First, rule out medical issues with a Urinalysis and bladder radiographs (x-rays). According to Dr. Elise Hattingh, the most common medical cause is “idiopathic stress-induced cystitis,” which accounts for approximately 75% of cases. This means that there is inflammation (and therefore pain and sense of urgency) within the bladder, but there is no identifiable cause. Bladder stones may also be present. But stress is something to always consider.

What may be stressing the cat around the litter box? Several issues might do this.

1. Do you have enough litter boxes?

The general rule is to have one more litter box than the number of cats in the household. Place them in quiet, accessible locations. You wouldn’t want your toilet in the middle of the living room, right? Particularly if there are any hostilities among your babies, give them some privacy.

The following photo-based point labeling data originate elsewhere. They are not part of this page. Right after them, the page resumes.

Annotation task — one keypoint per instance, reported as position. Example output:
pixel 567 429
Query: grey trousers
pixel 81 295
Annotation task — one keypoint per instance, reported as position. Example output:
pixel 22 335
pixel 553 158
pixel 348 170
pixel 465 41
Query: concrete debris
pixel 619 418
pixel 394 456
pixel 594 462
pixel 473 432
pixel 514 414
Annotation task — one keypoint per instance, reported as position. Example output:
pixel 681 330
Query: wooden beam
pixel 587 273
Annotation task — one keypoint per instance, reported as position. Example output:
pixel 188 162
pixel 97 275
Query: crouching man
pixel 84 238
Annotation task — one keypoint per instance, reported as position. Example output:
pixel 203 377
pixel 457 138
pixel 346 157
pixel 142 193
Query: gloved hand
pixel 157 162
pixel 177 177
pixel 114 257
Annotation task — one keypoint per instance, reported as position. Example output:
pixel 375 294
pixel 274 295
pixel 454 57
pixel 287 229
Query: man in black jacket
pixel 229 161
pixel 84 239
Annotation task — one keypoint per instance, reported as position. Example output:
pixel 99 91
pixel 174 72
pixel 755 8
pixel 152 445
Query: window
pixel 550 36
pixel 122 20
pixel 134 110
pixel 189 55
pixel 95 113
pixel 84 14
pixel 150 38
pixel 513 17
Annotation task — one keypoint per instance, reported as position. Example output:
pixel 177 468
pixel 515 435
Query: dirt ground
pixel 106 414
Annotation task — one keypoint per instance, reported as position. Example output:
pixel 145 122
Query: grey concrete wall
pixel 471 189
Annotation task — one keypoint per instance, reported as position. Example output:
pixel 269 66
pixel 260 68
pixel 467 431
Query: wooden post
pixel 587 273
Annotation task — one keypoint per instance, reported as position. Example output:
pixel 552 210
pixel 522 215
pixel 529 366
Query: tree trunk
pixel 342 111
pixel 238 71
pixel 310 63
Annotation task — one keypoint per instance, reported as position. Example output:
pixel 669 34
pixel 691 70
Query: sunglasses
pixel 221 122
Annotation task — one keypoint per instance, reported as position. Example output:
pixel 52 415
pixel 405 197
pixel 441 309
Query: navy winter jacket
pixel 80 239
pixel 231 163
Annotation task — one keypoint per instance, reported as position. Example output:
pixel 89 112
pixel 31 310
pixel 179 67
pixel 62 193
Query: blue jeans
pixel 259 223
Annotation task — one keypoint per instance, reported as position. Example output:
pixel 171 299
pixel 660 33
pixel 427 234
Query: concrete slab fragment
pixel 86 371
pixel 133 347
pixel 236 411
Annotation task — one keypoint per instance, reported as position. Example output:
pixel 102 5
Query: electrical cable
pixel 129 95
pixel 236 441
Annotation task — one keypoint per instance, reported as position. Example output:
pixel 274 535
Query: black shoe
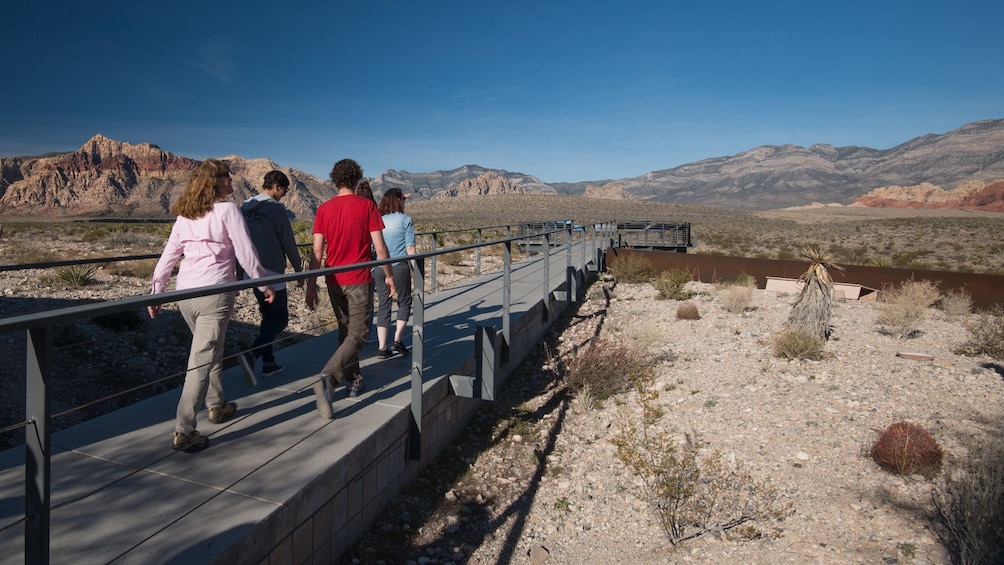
pixel 355 387
pixel 191 443
pixel 247 364
pixel 270 368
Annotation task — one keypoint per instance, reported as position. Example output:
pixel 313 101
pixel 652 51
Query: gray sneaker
pixel 322 392
pixel 247 364
pixel 355 387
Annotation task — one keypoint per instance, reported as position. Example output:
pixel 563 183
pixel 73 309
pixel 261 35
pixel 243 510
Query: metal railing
pixel 39 328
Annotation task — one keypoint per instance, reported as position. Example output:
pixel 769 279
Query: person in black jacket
pixel 272 234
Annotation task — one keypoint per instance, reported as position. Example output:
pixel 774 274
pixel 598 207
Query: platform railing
pixel 39 350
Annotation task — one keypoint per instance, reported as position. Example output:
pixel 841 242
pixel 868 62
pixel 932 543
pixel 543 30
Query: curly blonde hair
pixel 199 195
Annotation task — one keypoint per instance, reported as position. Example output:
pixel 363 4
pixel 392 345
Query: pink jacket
pixel 212 246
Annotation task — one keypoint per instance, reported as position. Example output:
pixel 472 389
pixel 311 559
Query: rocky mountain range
pixel 106 178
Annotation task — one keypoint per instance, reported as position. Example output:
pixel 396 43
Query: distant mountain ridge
pixel 106 178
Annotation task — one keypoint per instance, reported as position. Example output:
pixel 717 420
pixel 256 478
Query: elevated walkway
pixel 279 484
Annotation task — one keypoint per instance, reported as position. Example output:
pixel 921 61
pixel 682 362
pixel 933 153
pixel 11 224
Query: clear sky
pixel 564 90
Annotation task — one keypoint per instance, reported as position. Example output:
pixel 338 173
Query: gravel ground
pixel 552 490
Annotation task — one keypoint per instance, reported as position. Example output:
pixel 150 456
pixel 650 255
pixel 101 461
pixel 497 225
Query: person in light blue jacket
pixel 399 233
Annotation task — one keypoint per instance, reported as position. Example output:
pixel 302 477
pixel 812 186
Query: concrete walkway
pixel 119 494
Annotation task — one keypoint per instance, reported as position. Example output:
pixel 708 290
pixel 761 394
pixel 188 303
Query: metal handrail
pixel 39 349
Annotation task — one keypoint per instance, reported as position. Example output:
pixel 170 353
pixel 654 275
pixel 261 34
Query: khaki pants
pixel 352 305
pixel 207 317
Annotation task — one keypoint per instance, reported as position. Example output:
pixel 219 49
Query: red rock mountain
pixel 105 178
pixel 971 195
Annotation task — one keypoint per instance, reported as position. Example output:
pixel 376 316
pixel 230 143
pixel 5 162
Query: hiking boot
pixel 222 413
pixel 270 368
pixel 355 387
pixel 190 443
pixel 247 364
pixel 322 393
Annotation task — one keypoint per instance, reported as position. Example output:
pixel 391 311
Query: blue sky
pixel 567 91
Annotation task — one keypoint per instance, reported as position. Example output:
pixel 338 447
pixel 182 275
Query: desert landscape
pixel 537 479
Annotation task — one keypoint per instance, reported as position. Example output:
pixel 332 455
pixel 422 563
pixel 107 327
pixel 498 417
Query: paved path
pixel 119 494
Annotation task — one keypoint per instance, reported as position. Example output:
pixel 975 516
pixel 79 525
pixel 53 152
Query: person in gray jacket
pixel 272 234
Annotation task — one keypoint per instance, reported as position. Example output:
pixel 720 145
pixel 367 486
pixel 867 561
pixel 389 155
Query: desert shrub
pixel 970 506
pixel 738 298
pixel 812 309
pixel 797 342
pixel 120 322
pixel 908 449
pixel 693 495
pixel 688 311
pixel 986 334
pixel 21 254
pixel 455 259
pixel 140 269
pixel 904 307
pixel 76 275
pixel 604 367
pixel 956 303
pixel 672 284
pixel 632 268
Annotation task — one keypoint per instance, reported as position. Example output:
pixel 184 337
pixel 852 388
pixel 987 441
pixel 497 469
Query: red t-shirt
pixel 345 223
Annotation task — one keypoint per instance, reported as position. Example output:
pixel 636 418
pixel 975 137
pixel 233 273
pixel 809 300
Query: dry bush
pixel 606 368
pixel 904 307
pixel 797 342
pixel 632 268
pixel 956 303
pixel 812 309
pixel 970 506
pixel 908 449
pixel 139 269
pixel 672 284
pixel 688 311
pixel 738 298
pixel 986 335
pixel 693 495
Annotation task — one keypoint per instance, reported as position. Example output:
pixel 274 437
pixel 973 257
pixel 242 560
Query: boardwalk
pixel 278 484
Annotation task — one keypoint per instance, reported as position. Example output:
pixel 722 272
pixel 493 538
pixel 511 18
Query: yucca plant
pixel 811 310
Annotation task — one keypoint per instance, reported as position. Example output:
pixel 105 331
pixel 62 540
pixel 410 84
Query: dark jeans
pixel 352 305
pixel 274 319
pixel 403 288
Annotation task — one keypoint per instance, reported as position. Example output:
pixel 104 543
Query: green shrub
pixel 796 342
pixel 738 298
pixel 694 495
pixel 688 311
pixel 76 275
pixel 970 506
pixel 672 284
pixel 632 268
pixel 908 449
pixel 904 307
pixel 986 335
pixel 956 303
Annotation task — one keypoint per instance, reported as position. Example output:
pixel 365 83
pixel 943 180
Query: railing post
pixel 432 276
pixel 37 445
pixel 477 260
pixel 418 357
pixel 506 300
pixel 547 277
pixel 569 270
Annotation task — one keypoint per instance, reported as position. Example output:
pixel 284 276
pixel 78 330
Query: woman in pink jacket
pixel 210 232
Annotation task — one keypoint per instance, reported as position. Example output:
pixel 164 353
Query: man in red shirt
pixel 344 228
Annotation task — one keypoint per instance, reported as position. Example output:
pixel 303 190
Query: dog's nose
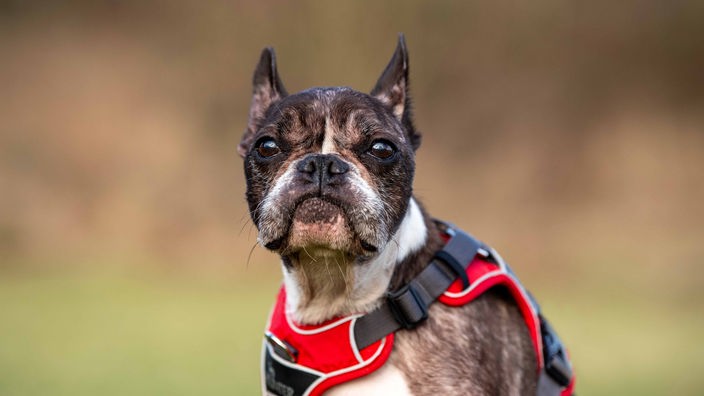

2. Litter box maintenance?

Keep the box scooped, at least once a day, and completely change the litter regularly. Also, some cats may prefer certain kinds of
litter—i.e., clay, paper or other—and some may not like scented brands. Experiment until you and your cat are happy.

3. Reduce Stress:

Cats may urinate outside the litter box due to stress or anxiety. Identify and address any stressors in your cat’s environment, such as changes in routine, new pets, or household disruptions. Providing other stimulation such as toys and interactive play will help reduce stress as well. Be sure to clean accidents thoroughly. When a cat has marked an area, it is essential to do a deep cleaning of that spot as soon as possible, as cat urine can soak through to the padding of the carpet, making it almost impossible to fully eliminate, and will continue to attract them to use this location. Using enzymatic cleaners such as “Nature’s Miracle” helps to naturally break down the components of urine to eliminate the smell. You should always avoid harsh chemicals or those with intense scents, as this may cause your kitty to want to mark over it. If the issue persists despite your efforts, consider consulting with a veterinary behaviorist or a certified cat behavior consultant. They can provide personalized advice and guidance based on your cat’s specific needs.